After conducting an in depth evaluation, the researchers determined that there are only 3 ways this sort of network can learn to categorise inputs. One method classifies an input based on nearly all of inputs within the training data; if there are more dogs than cats, it’s going to resolve every latest input is a dog. One other method classifies by selecting the label (dog or cat) of the training data point that the majority resembles the brand new input.
The third method classifies a brand new input based on a weighted average of all of the training data points which can be just like it. Their evaluation shows that that is the one approach to the three that results in optimal performance. They identified a set of activation functions that at all times use this optimal classification method.
“That was probably the most surprising things — irrespective of what you select for an activation function, it’s just going to be one in every of these three classifiers. We’ve got formulas that can let you know explicitly which of those three it will be. It’s a really clean picture,” he says.
They tested this theory on a several classification benchmarking tasks and located that it led to improved performance in lots of cases. Neural network builders could use their formulas to pick out an activation function that yields improved classification performance, Radhakrishnan says.
In the longer term, the researchers wish to use what they’ve learned to research situations where they’ve a limited amount of knowledge and for networks that will not be infinitely wide or deep. In addition they wish to apply this evaluation to situations where data do not need labels.

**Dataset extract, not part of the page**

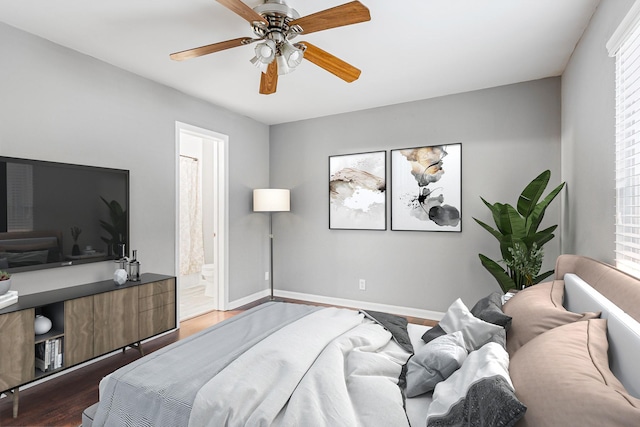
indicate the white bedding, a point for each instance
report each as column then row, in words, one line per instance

“In deep learning, we would like to construct theoretically grounded models so we are able to reliably deploy them in some mission-critical setting. It is a promising approach at getting toward something like that — constructing architectures in a theoretically grounded way that translates into higher ends in practice,” he says.
This work was supported, partly, by the National Science Foundation, Office of Naval Research, the MIT-IBM Watson AI Lab, the Eric and Wendy Schmidt Center on the Broad Institute, and a Simons Investigator Award.